Think And Plan In Terms Of The Future:
Investment properties are, at the core, a way of forward thinking — you’re putting money into what you believe will bring you more value further down the road. And to guess in an educated way, you need to consider a multitude of factors. How much income and savings do you have? How much debt do you have? Where do you want to buy a rental property? How much will you be able to charge for rent? Do you want to be a landlord or just sit back and watch the income come in? Huettner advises looking not only at your current income-to-debt ratio but also analyzing how much the property is expected to bring in based on things such as market predictions and current scans of rentals in the area.

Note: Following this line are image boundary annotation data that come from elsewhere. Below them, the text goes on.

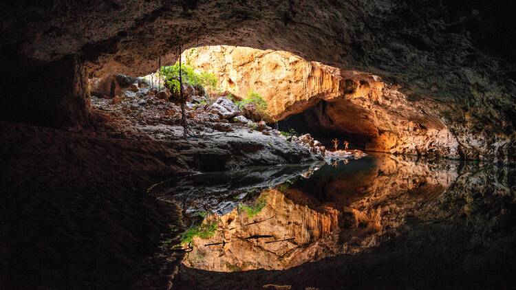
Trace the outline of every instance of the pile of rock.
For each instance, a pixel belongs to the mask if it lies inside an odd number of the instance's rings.
[[[326,148],[320,142],[312,138],[310,134],[301,135],[299,137],[292,136],[290,141],[306,148],[317,159],[324,159]]]
[[[327,152],[326,155],[325,156],[325,160],[328,164],[330,164],[334,161],[339,161],[341,160],[345,160],[352,158],[358,159],[367,155],[367,154],[360,150],[354,150],[353,151],[338,150],[333,152]]]

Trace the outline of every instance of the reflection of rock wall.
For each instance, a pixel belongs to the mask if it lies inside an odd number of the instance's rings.
[[[372,168],[345,178],[325,179],[327,174],[316,172],[310,179],[280,187],[282,191],[264,191],[267,205],[253,218],[237,209],[208,218],[218,219],[217,234],[195,238],[194,249],[184,263],[217,271],[282,269],[340,254],[367,252],[407,231],[424,232],[429,225],[451,223],[480,231],[510,225],[504,216],[516,208],[510,189],[513,170],[459,165],[378,156]],[[314,179],[319,183],[308,183]],[[246,239],[252,236],[263,236]],[[204,246],[223,241],[228,243]]]

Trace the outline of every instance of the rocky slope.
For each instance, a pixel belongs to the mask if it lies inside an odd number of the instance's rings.
[[[235,209],[207,217],[217,230],[193,238],[180,289],[194,279],[213,289],[516,282],[503,278],[516,260],[513,169],[381,156],[364,165],[265,190],[255,216]]]
[[[435,111],[444,118],[460,143],[459,154],[503,160],[514,155],[502,143],[514,132],[516,82],[514,54],[500,47],[510,47],[516,38],[514,11],[510,5],[487,0],[461,3],[2,3],[0,61],[5,69],[0,78],[13,81],[2,86],[0,115],[46,126],[85,126],[87,93],[79,89],[85,85],[85,69],[88,76],[144,75],[160,60],[172,63],[178,44],[228,44],[288,51],[379,76],[401,86],[415,101],[409,107]]]

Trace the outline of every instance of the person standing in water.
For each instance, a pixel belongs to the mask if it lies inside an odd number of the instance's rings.
[[[333,148],[335,148],[335,150],[337,150],[337,147],[338,147],[338,140],[337,138],[334,139],[332,140],[332,142],[333,143]]]

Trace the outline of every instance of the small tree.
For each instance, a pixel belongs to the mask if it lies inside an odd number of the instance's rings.
[[[270,117],[267,111],[267,102],[256,91],[250,89],[247,93],[247,96],[242,100],[237,102],[237,106],[240,109],[246,107],[247,104],[252,104],[255,107],[256,113],[259,115],[262,120],[270,120]]]

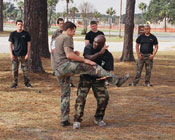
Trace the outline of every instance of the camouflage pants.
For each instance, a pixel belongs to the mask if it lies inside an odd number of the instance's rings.
[[[13,83],[18,83],[18,69],[19,63],[21,63],[21,69],[24,75],[24,83],[29,82],[29,74],[28,74],[28,61],[25,60],[25,56],[15,56],[14,60],[12,61],[12,76],[13,76]]]
[[[75,104],[75,122],[82,121],[86,97],[90,88],[92,88],[94,96],[97,100],[97,109],[94,117],[97,121],[103,120],[105,109],[109,100],[108,91],[105,86],[105,80],[97,81],[94,79],[87,79],[83,76],[80,76],[80,81],[77,90],[77,99]]]
[[[153,60],[149,59],[149,54],[148,55],[142,55],[143,58],[142,59],[138,59],[137,61],[137,70],[136,70],[136,76],[133,80],[134,84],[137,84],[140,80],[141,77],[141,73],[142,73],[142,69],[143,66],[145,65],[145,70],[146,70],[146,74],[145,74],[145,83],[149,83],[150,82],[150,78],[151,78],[151,70],[153,68]]]
[[[73,74],[89,74],[103,77],[109,76],[109,83],[116,85],[119,77],[105,71],[101,66],[91,66],[81,62],[66,62],[55,71],[61,87],[61,122],[69,120],[70,106],[70,77]]]

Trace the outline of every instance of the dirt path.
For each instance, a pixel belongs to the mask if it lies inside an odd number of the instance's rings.
[[[120,63],[115,56],[115,73],[135,75],[135,63]],[[144,71],[137,87],[108,87],[106,127],[93,123],[96,101],[90,91],[80,130],[62,128],[60,89],[51,75],[50,61],[43,59],[46,74],[31,74],[32,89],[25,88],[20,74],[19,87],[11,84],[10,60],[0,56],[0,140],[174,140],[175,139],[175,51],[159,52],[154,60],[151,82],[144,86]],[[73,77],[77,85],[78,76]],[[73,123],[76,88],[71,93]]]

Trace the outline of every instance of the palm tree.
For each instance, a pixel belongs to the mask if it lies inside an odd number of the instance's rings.
[[[98,11],[95,11],[93,15],[94,15],[94,18],[96,19],[96,21],[98,21],[98,18],[101,16],[100,12],[98,12]]]
[[[119,37],[122,37],[121,36],[121,19],[122,19],[122,0],[120,0]]]
[[[79,11],[78,11],[78,9],[76,8],[76,7],[72,7],[71,9],[70,9],[70,15],[71,15],[71,17],[72,17],[72,19],[73,19],[73,23],[75,23],[75,14],[76,13],[78,13]]]
[[[144,11],[146,10],[146,8],[147,8],[147,5],[146,5],[146,3],[144,3],[144,2],[141,2],[141,3],[139,3],[139,9],[140,10],[142,10],[142,14],[144,13]]]
[[[133,55],[135,1],[127,0],[126,2],[124,45],[120,61],[135,61]]]
[[[47,7],[48,7],[48,27],[51,27],[51,19],[53,12],[56,10],[56,4],[59,0],[47,0]]]
[[[3,31],[3,0],[0,0],[0,32]]]
[[[112,16],[116,14],[115,10],[111,7],[108,8],[106,13],[110,16],[109,18],[109,37],[110,37],[110,32],[111,32],[111,27],[112,27]]]
[[[24,2],[23,1],[19,1],[17,3],[17,5],[18,5],[18,8],[20,10],[19,19],[23,19]]]
[[[67,21],[68,21],[68,16],[69,16],[69,3],[72,2],[73,0],[66,0],[66,13],[67,13]]]

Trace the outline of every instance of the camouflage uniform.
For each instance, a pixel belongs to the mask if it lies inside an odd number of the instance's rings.
[[[103,120],[105,109],[107,107],[109,100],[108,91],[105,86],[105,80],[88,79],[84,77],[84,75],[81,75],[77,91],[78,97],[76,99],[75,104],[75,115],[74,115],[75,122],[82,121],[81,118],[84,113],[86,97],[91,87],[94,92],[94,96],[97,100],[97,110],[94,115],[95,120],[97,121]]]
[[[28,61],[25,60],[25,56],[14,56],[14,60],[12,61],[12,75],[13,75],[13,83],[15,84],[18,83],[18,69],[20,62],[21,62],[21,69],[24,75],[24,83],[30,82],[28,72]]]
[[[107,80],[109,83],[116,85],[119,77],[113,75],[101,66],[91,66],[81,62],[65,62],[58,70],[55,71],[57,79],[61,86],[61,122],[69,121],[69,106],[70,106],[70,76],[73,74],[89,74],[98,77],[109,76]],[[105,106],[105,105],[104,105]]]
[[[50,51],[51,51],[51,55],[50,55],[50,60],[51,60],[51,67],[52,67],[52,70],[55,71],[55,64],[54,64],[54,60],[53,60],[53,51],[55,49],[55,39],[56,37],[58,37],[59,35],[62,34],[62,30],[58,29],[56,30],[53,35],[52,35],[52,40],[51,40],[51,43],[50,43]]]
[[[136,76],[133,80],[133,84],[137,84],[140,80],[141,73],[143,66],[145,65],[145,83],[150,83],[150,78],[151,78],[151,70],[153,68],[153,60],[149,59],[150,54],[142,54],[142,59],[138,59],[137,61],[137,70],[136,70]]]

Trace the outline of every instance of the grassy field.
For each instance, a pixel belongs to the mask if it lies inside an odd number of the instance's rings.
[[[60,88],[51,75],[50,60],[42,59],[46,73],[31,73],[33,88],[23,85],[10,89],[11,66],[7,54],[0,55],[0,140],[174,140],[175,139],[175,51],[159,52],[154,60],[151,82],[144,86],[144,73],[137,87],[128,87],[135,75],[135,62],[119,62],[115,74],[131,74],[123,87],[108,86],[106,127],[93,123],[96,101],[90,91],[80,130],[61,127]],[[73,77],[77,86],[79,76]],[[71,89],[71,124],[76,88]]]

“It comes down to down payment, reserve assets, and debt relative to income and the cost of the property including mortgage, taxes, insurance, HOA,” he said.
Consider Pulling Money Out Of An Existing Property:
If you own your main home, you may want to consider pulling cash out of that to use for a rental. According to Huettner, that will be a way to get the property you want quickly. You’ll be able to put down a higher down payment or, depending on how much you can pull out, will not have to struggle to get approved for a loan with not-so-great conditions. But naturally, this strategy comes with its own share of risks and problems — make sure to reread the conditions of your current mortgage and carefully evaluate how much the second property is expected to bring in versus the percent you’ll have to pay by increasing your mortgage.
“[Another option is to] turn your current residence into a rental and go buy a new home where you can put down as little as 5 percent,” said Huettner.
Expect The Unexpected:
But surprises, both good and bad, will come even after you’ve laid out all your finances, looked at market conditions and evaluated risk-to-return ratios. Getting approved will take longer. Closing will take longer. Tenants may not come in right away. The property’s expenses may keep you from seeing real returns even after you’ve started renting. All investments come with a certain degree of risk and uncertainty — that’s when the financial safety net becomes particularly helpful.
“If you aren’t a high earner, it becomes more important to be fully prepared for any unforeseen expenses before buying,” said Frankel. “In other words, you not only need to have a down payment, but I’d also suggest having at least six months of expenses, including mortgage payments, in reserve.”